Right before we knew how bad the COVID pandemic was, the second weekend in March, we took a trip into the Shenandoah and I began learning how to cast a flyrod. We fished with dry flies and I began learning how to spot native brook trout in the water; studying where they hide, where they feed, and what it looks and feels like when they try to eat your fly. I didn’t catch any that day, but I found a love for something that feeds my need to be in that water… in that stream. Fast forward a couple of months and a few hikes later to June and things clicked enough for me to catch that first native brook trout… and actually, I caught six that day. I am not a good fly-fisher, yet. I am not at all graceful, and most of the time, when I think back on what I’m doing and learning, I feel like I am just a mess. But, we were out there again, the first weekend in July, in the streams throughout Grayson Highlands and I caught my first wild rainbow trout, too. THAT was very cool.

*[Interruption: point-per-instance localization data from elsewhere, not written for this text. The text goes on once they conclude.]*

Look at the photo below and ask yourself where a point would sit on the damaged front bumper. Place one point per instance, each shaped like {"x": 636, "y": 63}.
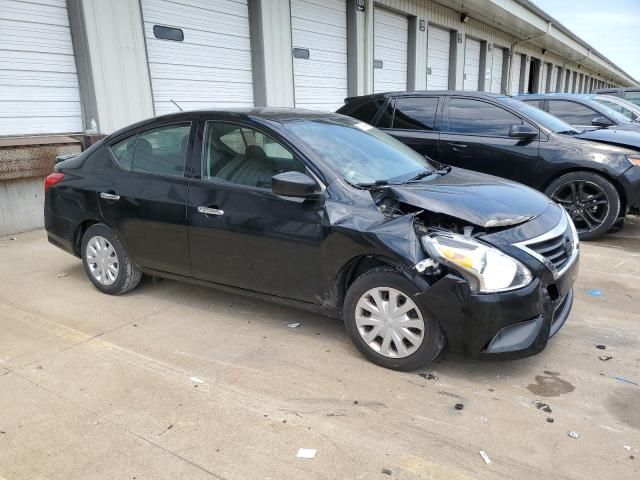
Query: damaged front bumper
{"x": 503, "y": 325}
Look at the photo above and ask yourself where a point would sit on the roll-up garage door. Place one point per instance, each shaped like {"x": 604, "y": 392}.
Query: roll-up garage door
{"x": 199, "y": 53}
{"x": 39, "y": 90}
{"x": 438, "y": 54}
{"x": 496, "y": 70}
{"x": 319, "y": 37}
{"x": 390, "y": 44}
{"x": 515, "y": 73}
{"x": 471, "y": 64}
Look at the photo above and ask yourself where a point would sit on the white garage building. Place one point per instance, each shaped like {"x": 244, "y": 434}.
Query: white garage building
{"x": 72, "y": 68}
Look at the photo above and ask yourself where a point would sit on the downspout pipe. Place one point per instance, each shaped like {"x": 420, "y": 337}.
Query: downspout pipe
{"x": 512, "y": 52}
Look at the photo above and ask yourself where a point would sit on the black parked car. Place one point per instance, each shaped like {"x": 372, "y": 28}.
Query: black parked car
{"x": 582, "y": 111}
{"x": 598, "y": 184}
{"x": 632, "y": 94}
{"x": 327, "y": 213}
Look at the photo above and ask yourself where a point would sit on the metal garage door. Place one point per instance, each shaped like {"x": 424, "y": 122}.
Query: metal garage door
{"x": 211, "y": 66}
{"x": 496, "y": 70}
{"x": 319, "y": 37}
{"x": 438, "y": 48}
{"x": 515, "y": 73}
{"x": 390, "y": 43}
{"x": 39, "y": 90}
{"x": 471, "y": 64}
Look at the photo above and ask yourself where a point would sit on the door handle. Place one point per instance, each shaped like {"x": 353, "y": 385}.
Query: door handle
{"x": 210, "y": 211}
{"x": 109, "y": 196}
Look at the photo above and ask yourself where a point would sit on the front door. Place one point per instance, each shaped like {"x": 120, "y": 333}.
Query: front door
{"x": 240, "y": 233}
{"x": 475, "y": 135}
{"x": 142, "y": 193}
{"x": 414, "y": 123}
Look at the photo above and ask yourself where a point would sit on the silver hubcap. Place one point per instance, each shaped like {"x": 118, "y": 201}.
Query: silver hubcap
{"x": 389, "y": 322}
{"x": 102, "y": 260}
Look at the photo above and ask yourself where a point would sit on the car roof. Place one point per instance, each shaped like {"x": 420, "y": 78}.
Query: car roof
{"x": 426, "y": 93}
{"x": 281, "y": 115}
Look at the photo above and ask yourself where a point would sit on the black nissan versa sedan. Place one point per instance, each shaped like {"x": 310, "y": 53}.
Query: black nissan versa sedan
{"x": 327, "y": 213}
{"x": 597, "y": 183}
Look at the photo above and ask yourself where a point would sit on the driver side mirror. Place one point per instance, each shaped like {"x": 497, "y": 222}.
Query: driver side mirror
{"x": 601, "y": 122}
{"x": 523, "y": 132}
{"x": 294, "y": 184}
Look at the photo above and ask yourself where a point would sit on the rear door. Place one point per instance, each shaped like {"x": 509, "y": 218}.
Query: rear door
{"x": 475, "y": 135}
{"x": 415, "y": 123}
{"x": 240, "y": 233}
{"x": 142, "y": 192}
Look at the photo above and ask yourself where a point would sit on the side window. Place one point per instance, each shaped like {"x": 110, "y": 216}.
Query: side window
{"x": 367, "y": 110}
{"x": 123, "y": 151}
{"x": 386, "y": 116}
{"x": 244, "y": 156}
{"x": 476, "y": 117}
{"x": 415, "y": 113}
{"x": 160, "y": 150}
{"x": 572, "y": 112}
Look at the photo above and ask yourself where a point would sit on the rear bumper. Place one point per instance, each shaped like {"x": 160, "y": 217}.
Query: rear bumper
{"x": 500, "y": 326}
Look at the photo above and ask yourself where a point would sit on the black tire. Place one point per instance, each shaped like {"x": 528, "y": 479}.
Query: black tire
{"x": 128, "y": 276}
{"x": 592, "y": 201}
{"x": 433, "y": 340}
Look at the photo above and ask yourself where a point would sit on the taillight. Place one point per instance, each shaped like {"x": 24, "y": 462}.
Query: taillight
{"x": 52, "y": 180}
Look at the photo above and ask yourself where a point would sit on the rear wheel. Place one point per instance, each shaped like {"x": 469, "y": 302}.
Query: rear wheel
{"x": 387, "y": 325}
{"x": 106, "y": 262}
{"x": 592, "y": 201}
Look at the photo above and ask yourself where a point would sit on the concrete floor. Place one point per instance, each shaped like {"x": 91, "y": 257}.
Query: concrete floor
{"x": 176, "y": 381}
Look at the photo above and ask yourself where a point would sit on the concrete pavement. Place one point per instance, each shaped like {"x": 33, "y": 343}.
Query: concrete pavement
{"x": 176, "y": 381}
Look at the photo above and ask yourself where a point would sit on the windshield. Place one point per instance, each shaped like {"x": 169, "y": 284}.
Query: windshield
{"x": 540, "y": 116}
{"x": 361, "y": 153}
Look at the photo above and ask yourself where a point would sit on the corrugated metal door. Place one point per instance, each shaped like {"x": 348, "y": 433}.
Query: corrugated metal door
{"x": 438, "y": 55}
{"x": 496, "y": 70}
{"x": 471, "y": 64}
{"x": 211, "y": 67}
{"x": 515, "y": 73}
{"x": 390, "y": 44}
{"x": 39, "y": 90}
{"x": 319, "y": 37}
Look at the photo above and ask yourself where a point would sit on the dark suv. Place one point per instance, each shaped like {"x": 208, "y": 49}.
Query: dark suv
{"x": 595, "y": 182}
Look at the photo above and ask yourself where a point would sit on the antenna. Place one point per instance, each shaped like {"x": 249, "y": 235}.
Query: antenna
{"x": 179, "y": 107}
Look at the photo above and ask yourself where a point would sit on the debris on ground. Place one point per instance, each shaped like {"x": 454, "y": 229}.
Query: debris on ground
{"x": 622, "y": 379}
{"x": 542, "y": 406}
{"x": 594, "y": 292}
{"x": 306, "y": 453}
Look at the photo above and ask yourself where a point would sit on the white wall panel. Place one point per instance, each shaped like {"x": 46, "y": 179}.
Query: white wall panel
{"x": 39, "y": 90}
{"x": 438, "y": 57}
{"x": 212, "y": 66}
{"x": 391, "y": 42}
{"x": 320, "y": 81}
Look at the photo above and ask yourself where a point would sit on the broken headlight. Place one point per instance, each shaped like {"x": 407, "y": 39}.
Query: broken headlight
{"x": 486, "y": 269}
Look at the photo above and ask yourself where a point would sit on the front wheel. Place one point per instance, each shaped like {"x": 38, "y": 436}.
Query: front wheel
{"x": 593, "y": 203}
{"x": 387, "y": 325}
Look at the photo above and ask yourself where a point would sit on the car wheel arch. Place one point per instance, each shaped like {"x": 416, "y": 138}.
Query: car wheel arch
{"x": 602, "y": 173}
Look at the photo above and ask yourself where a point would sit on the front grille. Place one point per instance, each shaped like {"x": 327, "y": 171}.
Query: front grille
{"x": 556, "y": 250}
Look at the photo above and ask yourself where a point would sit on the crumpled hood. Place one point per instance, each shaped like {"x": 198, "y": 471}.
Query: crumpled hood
{"x": 483, "y": 200}
{"x": 623, "y": 138}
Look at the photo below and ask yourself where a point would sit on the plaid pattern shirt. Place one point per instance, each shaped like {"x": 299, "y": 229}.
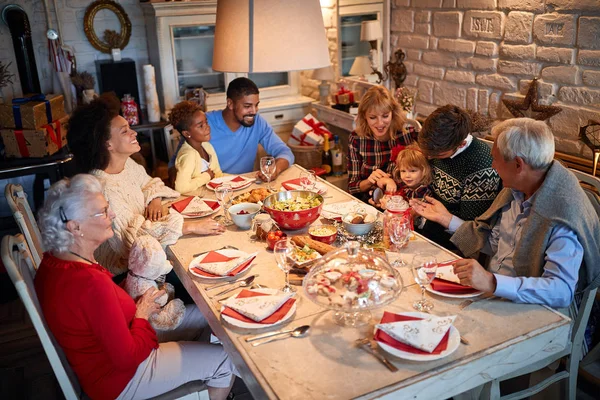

So, I don’t let perfect get in the way of good… I wade into the water, hike up that stream. I breathe deeply, I feel the rocky substrate beneath my feet, I look for where to cast, and I try and try again. I work to become one with the water and everything she holds so I can deeply appreciate the diversity of life around me. Every single thing around me — from the species of trees growing along the banks of the stream, to the types of bugs that hatch from the bottom of those rocks, to the temperature and flow of the stream, is inextricably connected and dependent upon each other. I breathe and remember this is why I do what I do… I work to protect those streams and rivers and the Chesapeake Bay because water is life. That water is my life, my children’s lives, and holds the future of all of us. Yes, indeed, I have a thing for the water.

Forestry & Brook Trout

Did you know that forested streams are essential for Brook Trout and other organisms?

Streams with riparian forest buffers:

  • can remove 2 to 9 times more nitrogen and pollution.
  • have 2 to 9 times more biological activity.
  • provide shade in the summer to regulate temperatures (Eastern brook trout prefer water temperatures below 68 degrees Fahrenheit).